The CTF does raise at least one serious issue under the DMA, however: as long as Apple offers free distribution of apps without in-app purchasing via its own App Store (because developers can still just choose the old terms, which are just a percentage, thus zero if no IAP income is generated), rival app stores have no chance of competing on the distribution of free apps (or those with a low annual income per install).
That is a Raising Rivals’ Costs and discrimination issue.
In light of that obvious problem, games fray believes Apple will also come under a lot of pressure with respect to its fee structure. If that problem was addressed, it would still not mean that alternative app stores could get mass-market traction as Apple might still engage in a margin squeeze that makes it unattractive for app makers to distribute through alternative app stores.

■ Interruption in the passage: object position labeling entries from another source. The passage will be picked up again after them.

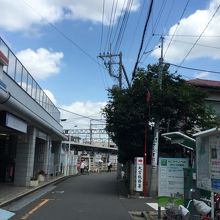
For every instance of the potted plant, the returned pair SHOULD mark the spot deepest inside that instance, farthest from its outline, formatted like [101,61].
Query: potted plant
[34,181]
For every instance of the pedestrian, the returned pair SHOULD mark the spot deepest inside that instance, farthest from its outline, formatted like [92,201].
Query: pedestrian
[82,167]
[109,166]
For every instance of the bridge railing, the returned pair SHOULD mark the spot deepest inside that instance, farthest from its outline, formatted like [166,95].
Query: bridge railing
[23,78]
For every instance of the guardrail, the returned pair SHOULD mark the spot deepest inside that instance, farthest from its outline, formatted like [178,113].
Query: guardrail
[16,71]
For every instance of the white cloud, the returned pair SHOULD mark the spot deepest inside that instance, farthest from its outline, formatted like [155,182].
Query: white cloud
[41,63]
[202,75]
[194,25]
[51,96]
[23,15]
[89,109]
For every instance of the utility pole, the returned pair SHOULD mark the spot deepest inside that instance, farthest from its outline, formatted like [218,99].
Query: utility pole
[109,65]
[154,157]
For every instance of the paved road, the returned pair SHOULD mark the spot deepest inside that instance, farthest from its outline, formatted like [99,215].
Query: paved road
[92,197]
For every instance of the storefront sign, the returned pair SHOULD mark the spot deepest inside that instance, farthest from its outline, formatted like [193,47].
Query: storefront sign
[138,173]
[15,123]
[171,176]
[208,148]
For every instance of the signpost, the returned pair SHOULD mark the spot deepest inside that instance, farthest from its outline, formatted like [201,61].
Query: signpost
[171,176]
[138,174]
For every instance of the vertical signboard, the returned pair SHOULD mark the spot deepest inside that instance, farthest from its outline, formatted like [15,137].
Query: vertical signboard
[138,173]
[171,176]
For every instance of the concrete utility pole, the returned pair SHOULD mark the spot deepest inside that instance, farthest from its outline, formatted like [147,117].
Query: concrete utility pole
[154,157]
[109,65]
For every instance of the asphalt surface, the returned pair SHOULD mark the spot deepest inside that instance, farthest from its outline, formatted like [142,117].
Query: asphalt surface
[92,197]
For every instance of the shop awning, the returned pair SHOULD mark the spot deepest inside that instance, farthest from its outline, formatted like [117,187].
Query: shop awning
[181,139]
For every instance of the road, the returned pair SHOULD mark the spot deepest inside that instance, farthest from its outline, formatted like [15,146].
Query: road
[92,197]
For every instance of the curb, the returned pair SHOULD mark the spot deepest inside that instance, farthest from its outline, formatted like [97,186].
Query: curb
[56,181]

For the foreseeable future, the potential for alternative iOS app stores in the EU will be limited to
- apps that Apple itself declines to distribute via its App Store under its criteria (examples: adult content, smoking/vaping, political extremism, piracy),
- Fortnite (which Apple was happy to carry for many years until Epic Games launched its “Project Liberty” campaign in August 2020 and intentionally breached App Store rules it deemed unlawful, but which the courts in the U.S. upheld), and
- apps that Apple is prepared to distribute, but only on prohibitive terms (non-fungible token (NFT) transactions).
For everything else, app developers will not have an incentive to create their own app stores or use third-party app stores instead of simply getting the broadest possible distribution through Apple’s App Store. The only way to create an opportunity for alternative app stores would be to bar Apple from charging them anything.
2024 will be another year without effective competition in iOS app distribution in the EU, and no true solution is in sight even beyond this year. There will be noise, but the numbers will show that nothing really changes, except for Fortnite and such segments as adult content and NFT transactions.
The EU Commission has proved its determination, but this is far from a proof of concept for the DMA. Apple wants the DMA to fail, and won’t be worried in the slightest about today’s announcement by the EC.